[OpenAFS] Windows client and firewall/antivirus/MTU conflict - possibility of
file corruption
Richard Brittain
Richard.Brittain@dartmouth.edu
Tue, 12 Jan 2010 12:40:31 -0500 (EST)
Hi all,
we have noticed file corruption in certain circumstances when using the
OpenAFS for Windows client in combination with antivirus products and
non-default network MTU settings.
Isolating exactly what factors _must_ be present has been a challenge, but
with tremendous help from Jeff Altman, we think we are close enough now to
report a general warning.
The combination of properties we have investigated most thoroughly is:
Windows XP (32-bit)
Symantec EndPoint Protection 11.0.4 firewall (Network Threat Protection)
OpenAFS 1.5.34 or later
Windows network interface with a non-default MTU set
Only the 'Network Threat Protection' component of Symantec EndPoint
Protection (SEP) affects OpenAFS. Disabling that software makes the
problem go away. It seems that SEP 11.0.5 (latest) does NOT cause
corruption, although we find terrible performance issues with that
version. It also seems to be necessary that the network MTU be explicitly
set. Several of our problematic systems turned out to have this set to
1300, although this parameter isn't exposed through the normal Windows
tools. It is a registry setting that 3rd party network tuning tools might
tweek though. We don't know yet what range of MTU causes a problem, or if
just setting it at all causes the problem.
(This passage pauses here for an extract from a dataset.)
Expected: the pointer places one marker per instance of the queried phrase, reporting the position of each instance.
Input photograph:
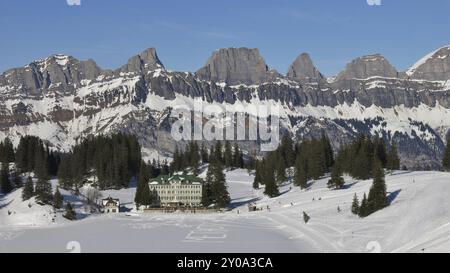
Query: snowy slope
(418, 220)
The relevent change with OpenAFS 1.5.34 is that, prior to that version,
the client internally capped packet size at 1260 to work around problems
with some VPNs, and that reduced packet size may have been shielding this
problem. The default behaviour since then is to use whatever Windows
reports for MTU.
Other observations:
- The corruption appears as blocks of changed bytes in the file, often a
multiple of 168 adjacent bytes, and shows up clearly if checksums are
performed, or the file format has inherent checksums, but might be subtle
and hard to detect if there is nothing to compare to. The corruption
occurs only on file writes to AFS, never reads.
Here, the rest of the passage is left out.